When I was a little boy, I had dreams of becoming an archeologist. I wanted to go on a dig and discover a lost breed of dinosaur, spend weeks at a time diving the depths of the ocean exploring shipwrecks, or even dig up a treasure chest left from a long-lost pirate. I guess it is this fascination with lost treasure that caught my attention a few weeks ago when a Revolutionary War time capsule was unearthed from its resting place in the Massachusetts State House.
Contained in this time capsule were several newspapers of the era, coins from the 13 colonies, and an engraving plate thought to be made by Paul Revere himself. The treasures in this time capsule give us a glimpse into the lives of men like Benjamin Franklin, Paul Revere, and several other patriots that helped to shape our country.
Reading this story reminds me of the days when I wanted to be an archeologist searching for buried treasure, but then I remember that I have already found the most valuable treasure that anyone has ever found.
2 Corinthians 4:7-12
7 But we have this treasure in jars of clay, to show that the surpassing power belongs to God and not to us. 8 We are afflicted in every way, but not crushed; perplexed, but not driven to despair; 9 persecuted, but not forsaken; struck down, but not destroyed; 10 always carrying in the body the death of Jesus, so that the life of Jesus may also be manifested in our bodies. 11 For we who live are always being given over to death for Jesus’ sake, so that the life of Jesus also may be manifested in our mortal flesh. 12 So death is at work in us, but life in you.
The treasure Paul is speaking of here is the Gospel and the gift of salvation given freely by Jesus Christ on the cross of Calvary.
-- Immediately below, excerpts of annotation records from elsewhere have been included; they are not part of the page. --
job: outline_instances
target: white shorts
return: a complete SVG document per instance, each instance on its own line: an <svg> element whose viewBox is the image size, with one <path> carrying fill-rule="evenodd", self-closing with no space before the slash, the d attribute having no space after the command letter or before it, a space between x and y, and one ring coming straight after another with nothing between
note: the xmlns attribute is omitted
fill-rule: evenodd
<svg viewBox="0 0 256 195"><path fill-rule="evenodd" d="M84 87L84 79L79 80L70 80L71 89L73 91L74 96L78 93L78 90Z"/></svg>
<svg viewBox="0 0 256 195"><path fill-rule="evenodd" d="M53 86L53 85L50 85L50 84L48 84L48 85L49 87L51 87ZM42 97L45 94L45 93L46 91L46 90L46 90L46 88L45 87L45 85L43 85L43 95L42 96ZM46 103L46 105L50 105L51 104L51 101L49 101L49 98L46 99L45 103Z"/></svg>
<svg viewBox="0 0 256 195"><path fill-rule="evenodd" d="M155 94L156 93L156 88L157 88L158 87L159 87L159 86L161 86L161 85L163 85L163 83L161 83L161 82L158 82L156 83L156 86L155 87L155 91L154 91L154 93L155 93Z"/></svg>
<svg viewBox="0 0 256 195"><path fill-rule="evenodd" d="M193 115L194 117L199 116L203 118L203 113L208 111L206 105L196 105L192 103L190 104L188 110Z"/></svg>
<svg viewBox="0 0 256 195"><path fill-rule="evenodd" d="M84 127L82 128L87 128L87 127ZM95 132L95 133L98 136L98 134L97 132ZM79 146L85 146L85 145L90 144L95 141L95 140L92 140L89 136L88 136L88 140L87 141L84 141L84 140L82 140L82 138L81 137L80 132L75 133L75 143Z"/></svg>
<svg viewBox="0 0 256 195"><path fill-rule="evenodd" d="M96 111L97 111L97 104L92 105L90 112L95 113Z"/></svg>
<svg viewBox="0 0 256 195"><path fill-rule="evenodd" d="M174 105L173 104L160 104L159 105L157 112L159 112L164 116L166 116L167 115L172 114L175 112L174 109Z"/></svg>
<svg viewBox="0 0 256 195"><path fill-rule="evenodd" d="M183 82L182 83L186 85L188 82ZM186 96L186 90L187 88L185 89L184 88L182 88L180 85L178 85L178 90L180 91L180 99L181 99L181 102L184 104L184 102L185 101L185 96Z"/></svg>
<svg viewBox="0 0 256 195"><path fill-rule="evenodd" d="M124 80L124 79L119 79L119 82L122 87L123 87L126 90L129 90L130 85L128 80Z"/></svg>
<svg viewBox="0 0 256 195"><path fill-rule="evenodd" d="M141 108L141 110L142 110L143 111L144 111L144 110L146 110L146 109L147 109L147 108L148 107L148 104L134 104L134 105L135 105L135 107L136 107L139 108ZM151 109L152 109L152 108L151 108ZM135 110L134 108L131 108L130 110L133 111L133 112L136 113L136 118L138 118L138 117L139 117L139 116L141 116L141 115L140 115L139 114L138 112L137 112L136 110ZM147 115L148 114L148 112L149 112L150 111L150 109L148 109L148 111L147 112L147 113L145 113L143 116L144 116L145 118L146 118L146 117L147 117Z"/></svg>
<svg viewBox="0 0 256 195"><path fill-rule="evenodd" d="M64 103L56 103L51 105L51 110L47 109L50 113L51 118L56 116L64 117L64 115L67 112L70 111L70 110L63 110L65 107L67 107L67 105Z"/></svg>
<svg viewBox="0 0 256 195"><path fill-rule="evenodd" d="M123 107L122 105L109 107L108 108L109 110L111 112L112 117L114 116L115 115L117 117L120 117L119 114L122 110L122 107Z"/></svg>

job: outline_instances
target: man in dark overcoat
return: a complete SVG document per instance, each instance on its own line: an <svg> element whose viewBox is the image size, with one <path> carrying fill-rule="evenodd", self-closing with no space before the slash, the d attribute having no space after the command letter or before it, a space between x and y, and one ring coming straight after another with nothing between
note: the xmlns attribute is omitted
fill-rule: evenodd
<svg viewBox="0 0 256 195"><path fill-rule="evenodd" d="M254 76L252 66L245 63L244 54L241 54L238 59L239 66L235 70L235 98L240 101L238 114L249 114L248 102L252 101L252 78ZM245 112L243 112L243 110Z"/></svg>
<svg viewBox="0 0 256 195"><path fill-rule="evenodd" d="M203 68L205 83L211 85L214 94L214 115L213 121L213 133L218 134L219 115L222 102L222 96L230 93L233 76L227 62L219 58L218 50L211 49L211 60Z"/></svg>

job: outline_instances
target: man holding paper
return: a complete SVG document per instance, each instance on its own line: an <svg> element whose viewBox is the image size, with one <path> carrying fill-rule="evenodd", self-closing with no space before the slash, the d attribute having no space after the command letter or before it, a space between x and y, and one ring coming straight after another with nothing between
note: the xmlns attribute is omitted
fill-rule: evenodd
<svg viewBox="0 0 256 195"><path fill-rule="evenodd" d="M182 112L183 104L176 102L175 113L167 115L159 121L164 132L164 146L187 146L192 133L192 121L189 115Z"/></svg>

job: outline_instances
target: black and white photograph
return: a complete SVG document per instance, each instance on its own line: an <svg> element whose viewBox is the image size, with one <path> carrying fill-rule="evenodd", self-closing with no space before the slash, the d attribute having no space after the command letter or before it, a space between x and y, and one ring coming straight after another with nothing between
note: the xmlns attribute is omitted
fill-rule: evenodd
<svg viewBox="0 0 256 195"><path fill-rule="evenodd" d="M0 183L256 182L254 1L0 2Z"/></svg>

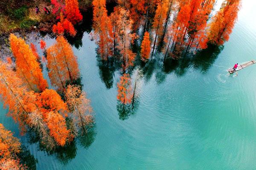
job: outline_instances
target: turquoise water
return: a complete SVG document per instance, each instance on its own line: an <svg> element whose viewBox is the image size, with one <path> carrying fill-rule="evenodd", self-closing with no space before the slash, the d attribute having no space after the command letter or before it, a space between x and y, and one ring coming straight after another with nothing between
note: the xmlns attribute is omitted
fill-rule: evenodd
<svg viewBox="0 0 256 170"><path fill-rule="evenodd" d="M27 135L20 136L2 104L0 123L27 146L38 160L37 170L254 170L256 65L237 77L226 70L235 62L256 59L255 7L256 2L243 0L222 48L163 66L157 61L162 56L156 55L145 66L137 66L132 77L138 69L143 76L137 107L131 115L117 109L119 71L102 68L96 45L84 32L82 45L73 50L96 125L83 144L78 140L62 152L40 150ZM31 37L29 40L39 42ZM48 45L54 42L45 38Z"/></svg>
As Christians, this treasure is ours to possess and to share with those around us who have not yet become Christians. Like an archeologist, you must search for this treasure, but not with a shovel and pickaxe. Rather, you must search the word of God with the same diligence as those who unearthed and studied the treasures found in the time capsule in Boston.
I wish I could tell you that the story of the time capsule ends with treasures found inside being preserved in a museum or placed in a traveling exhibit where you might be able to see them for yourself, but that would be a lie. The contents of the time capsule will be on display for a time but will eventually be placed back into another time capsule and put back in the cornerstone of the State House for another generation to unearth. As someone who loves history and used to want to be an archeologist, this frustrates me to no end. As a Christian and a minister, I see a dangerous parallel in our fellowship.
As previously mentioned, the Gospel and the sacrifice of Jesus Christ are treasures that we are blessed to possess. When we first find this treasure, we are excited; and we tell those that we know about our new-found discovery. But as the years go on, we tend to put this treasure back into the box we found it in and hope that another generation will discover it. Jesus knew that this was a possibility and, knowing that, said the following words.
14 “You are the light of the world. A city set on a hill cannot be hidden. 15 Nor do people light a lamp and put it under a basket, but on a stand, and it gives light to all in the house. 16 In the same way, let your light shine before others, so that they may see your good works and give glory to your Father who is in heaven.
If you’re a Christian reading this article, understand that you have discovered the greatest treasure ever and don’t put it back in the box. If you are not yet a Christian, I invite you to go on a treasure hunt and discover what God has in store for you. Let’s keep digging into God’s word to find the treasures therein!